Son como una plaga. No uno ni dos, no. Una manada. En fila india, derrapando (solo en su cabeza, claro) en cada rotonda como si estuvieran rodando Fast & Furious: Versión pijo. Motos de 49cc, que suenan como si estuvieran abriendo el séptimo círculo del infierno con una radial.
Porque ningún día está completo sin que un adolescente hormonado pase cinco veces por tu calle en una moto que suena más que un avión de combate… pero corre menos que tu abuela con la cadera rota.
Estos especímenes del ruido a dos ruedas no buscan desplazarse. No. Ellos buscan ser escuchados. Porque si no haces explotar medio tubo de escape, ¿acaso has salido de casa? ¿Qué sentido tiene tener una moto si no puedes despertar a toda la manzana a las dos de la mañana con tus acelerones psicóticos?
La moto de 49cc es su caballo metálico, su rugido de guerra, su tarjeta de presentación. No importa que tenga la cilindrada de un cortacésped. Ellos la hacen sonar como si hubieran arrancado el motor de un cohete. Porque lo importante no es llegar rápido. Es hacer que todo el mundo se entere de que estás llegando.
Aparcan con una parsimonia que da ganas de empujarles la moto al seto.
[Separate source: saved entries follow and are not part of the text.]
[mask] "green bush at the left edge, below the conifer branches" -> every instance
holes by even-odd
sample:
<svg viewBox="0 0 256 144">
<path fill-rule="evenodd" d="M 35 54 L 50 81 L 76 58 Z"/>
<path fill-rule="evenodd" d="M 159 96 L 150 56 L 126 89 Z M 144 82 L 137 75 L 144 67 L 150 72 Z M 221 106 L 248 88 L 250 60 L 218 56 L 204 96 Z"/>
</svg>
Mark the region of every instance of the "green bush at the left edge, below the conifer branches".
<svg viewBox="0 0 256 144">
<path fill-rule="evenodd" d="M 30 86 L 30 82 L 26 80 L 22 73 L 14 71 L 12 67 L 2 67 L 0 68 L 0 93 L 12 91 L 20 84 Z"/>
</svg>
Primero hacen ese giro innecesario de muñeca para soltar otro rugido absurdo del escape, RAAA-RAAA-RAAAA, como si alguien estuviera esperando su gran entrada. Luego, buscan el ángulo perfecto para dejar la moto inclinadita, con la rueda recta, y el manillar girado estratégicamente “pa’ que se note que controlo”.
Bajan de la moto como si acabaran de llegar del Dakar. Con ese gesto sobreactuado de “cuidado, que vengo de hacer cosas peligrosas”, quitan el culo del asiento como si tuvieran agujetas de tanto follar cuando lo más que han montado ha sido medio Lego para niños de 8-11 años.
Llevan el casco colgando del codo, como si fuera un puto trofeo de guerra. No se lo quitan ni para mear. Es su identidad. Su estatus. El símbolo de que pertenecen a ese selecto club de niñatos sin matrícula y sin alma. Se creen malotes, rebeldes, peligrosos… cuando en realidad lo único que han roto en su vida ha sido un retrovisor al meterse entre coches.
Paran frente al chino de la esquina, y tras dejar el tubo de escape aún humeando, se beben una Monster con la misma actitud con la que Marlon Brando se fumaba un puro en El Padrino.
Y luego está el ritual del acelerón para marcharse. Porque sí, en su código de honor, si no das un buen acelerón antes de irte, no eres digno del clan. Da igual que sea medianoche y haya bebés durmiendo, abuelas muriendo o perros ladrando como si viniera el apocalipsis: brrrrrrRRRRAAAAAAAA!!!. Y se van, como llegaron, dejando solo humo, ruido, y la sensación de que el Darwinismo se ha ido a la mierda.
¿Gasolina? Ni saben cuánto cuesta el litro. Eso lo paga papi. Como todo lo demás: la moto, el seguro, las multas, etc. Pero ellos, eso sí, se sienten malotes, rebeldes, outsiders…
¡Que vuelva la Motofeber!. Esa maravilla de plástico rojo con ruedas gordas y sin motor, daba más respeto que todas esas mierdas de 49cc juntas. Porque la Motofeber era noble, silenciosa, y sobre todo… no pretendía ser más de lo que era: un puto correpasillos para críos con rodilleras y baba en la camiseta.
La Motofeber no necesitaba gasolina. Solo piernas, dignidad y ganas de comerse el mundo. No contaminaba, no despertaba al vecindario a las 2 de la mañana, ni dejaba marcas de derrape en la acera. Y lo más importante: jamás hubo un niño con Motofeber que se creyera Dios. Como mucho, Spiderman.